(The title is Polish for attention, the first work is named "Attention!", the second "Pasop!" (Dutch for caution, warning, attention) and the album art features a quote — laid out in a multi-colored spiral you have to rotate to read — by Sun Ra that details the benefits of listening to music ("music paints pictures that only the mind can see"). Do you think the authors are trying to tell us something?)
There are two ways to get someone's attention: shout in an intense fashion or whisper so quietly that the target has to lean in for focus; but too much of either of these and you tune out. In the case of Uwaga, the trio of reed player André Goudbeek, percussionist and Quatour Helios member Lê Quan Ninh and bassist Peter Jacquemyn excel at both scenarios, working between wandering harmonics, loud, low frequency bombasts and minimal, gentle purrs in a forty-four-plus-twelve-minute arc.
The form lays out as if digging hands into a previously undisturbed beach: fingers go deep, sinking in repose, then slowly pull up clods of sand and shell and detritus into the air, pause to let each of the myriad specks drip off, and plunge further, repeat and unearth other bits. Quite often, Ninh and Jacquemyn work as a construction zone of sound for Goudbeek's alto birdsong to bounce upon; this is not, however, to say the two are wallpaper. Ninh employs his horizontal bass drum as amplification and resonance of cymbal scrapes, bent pitches, lugubrious growls via rubbing and physical object manipulation (he is often spotted using pine cones to exaggerate rattling membranes) while Jacquemyn revels in earth-shaking sub-bass, pockets of bow smacking and clusters of melodic moments that "harmonize" with Goudbeek.

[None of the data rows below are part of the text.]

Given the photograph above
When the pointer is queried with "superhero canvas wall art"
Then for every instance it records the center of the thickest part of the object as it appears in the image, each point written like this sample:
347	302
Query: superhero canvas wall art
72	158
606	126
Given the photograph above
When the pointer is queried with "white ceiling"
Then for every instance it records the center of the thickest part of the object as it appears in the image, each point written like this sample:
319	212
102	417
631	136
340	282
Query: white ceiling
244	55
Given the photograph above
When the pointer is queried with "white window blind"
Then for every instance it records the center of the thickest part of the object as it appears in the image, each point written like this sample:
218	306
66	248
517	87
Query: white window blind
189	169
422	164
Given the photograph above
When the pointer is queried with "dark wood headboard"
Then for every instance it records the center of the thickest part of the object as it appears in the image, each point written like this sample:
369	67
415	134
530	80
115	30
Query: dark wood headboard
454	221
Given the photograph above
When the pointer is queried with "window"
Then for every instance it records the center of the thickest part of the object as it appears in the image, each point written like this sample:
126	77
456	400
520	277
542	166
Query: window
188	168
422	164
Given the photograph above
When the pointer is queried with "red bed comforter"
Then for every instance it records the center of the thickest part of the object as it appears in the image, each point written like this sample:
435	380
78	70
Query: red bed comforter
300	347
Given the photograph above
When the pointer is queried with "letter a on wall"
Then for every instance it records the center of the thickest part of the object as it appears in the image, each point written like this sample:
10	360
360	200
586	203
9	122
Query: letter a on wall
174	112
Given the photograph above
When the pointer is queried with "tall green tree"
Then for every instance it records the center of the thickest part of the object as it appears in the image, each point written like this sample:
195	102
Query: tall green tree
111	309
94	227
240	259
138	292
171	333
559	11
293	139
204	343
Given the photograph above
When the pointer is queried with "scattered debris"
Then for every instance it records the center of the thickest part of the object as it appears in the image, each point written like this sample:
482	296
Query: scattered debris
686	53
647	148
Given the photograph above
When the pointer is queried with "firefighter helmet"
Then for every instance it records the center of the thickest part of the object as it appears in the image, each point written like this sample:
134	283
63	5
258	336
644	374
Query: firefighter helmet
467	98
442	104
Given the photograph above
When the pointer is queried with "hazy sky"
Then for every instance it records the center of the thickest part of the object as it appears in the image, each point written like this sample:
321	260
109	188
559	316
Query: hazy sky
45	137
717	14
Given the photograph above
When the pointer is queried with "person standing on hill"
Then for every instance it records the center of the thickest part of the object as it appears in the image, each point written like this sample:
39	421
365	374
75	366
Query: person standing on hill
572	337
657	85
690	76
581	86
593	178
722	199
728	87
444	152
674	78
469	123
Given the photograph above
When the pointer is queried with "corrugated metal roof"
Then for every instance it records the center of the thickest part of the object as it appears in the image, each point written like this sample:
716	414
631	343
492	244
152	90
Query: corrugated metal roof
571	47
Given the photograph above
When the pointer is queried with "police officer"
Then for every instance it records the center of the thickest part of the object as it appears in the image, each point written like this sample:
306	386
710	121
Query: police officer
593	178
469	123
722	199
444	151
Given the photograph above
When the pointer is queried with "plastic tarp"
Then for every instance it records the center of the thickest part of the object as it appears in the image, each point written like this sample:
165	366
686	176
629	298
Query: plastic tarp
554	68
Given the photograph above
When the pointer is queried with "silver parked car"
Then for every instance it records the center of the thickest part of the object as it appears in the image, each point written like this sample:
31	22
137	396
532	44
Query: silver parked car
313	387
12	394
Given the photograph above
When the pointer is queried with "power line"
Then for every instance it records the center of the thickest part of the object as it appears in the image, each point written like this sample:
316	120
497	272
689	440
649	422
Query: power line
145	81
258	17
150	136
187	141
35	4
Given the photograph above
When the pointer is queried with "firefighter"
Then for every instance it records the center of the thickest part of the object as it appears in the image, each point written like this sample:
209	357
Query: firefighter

Near fifteen minutes, after Jacquemyn's blistering "a bass can do that?" set, Goudbeek returns with bass clarinet in hand (or sax in imitation thereof) and jumps into the murky waves, everyone gaining speed as he climbs up the register. The trio locks in a groove here and a few other spots, exuding the energy of the best '60s hard bop; Ninh's contribution is more Cage than Elvin Jones (i.e. swirling a bolt or ball to produce a hyperactive continuous alarm bell) but still harnesses the intensity of the latter musician. The last ten minutes mirror this passage, though the play of Jacquemyn sawing through his contrabass and sudden vocal war cries, Ninh's nimble yet pounding metal on metal and the rapid-fire technical brilliance of Goudbeek is cacophony transcending to the true definition of "going apeshit".
(In a "How to Get Attention: Dos and Don'ts of Business" article, number one is "DO be brief, specific...keep the message short and simple". I have 56 minutes that say otherwise.)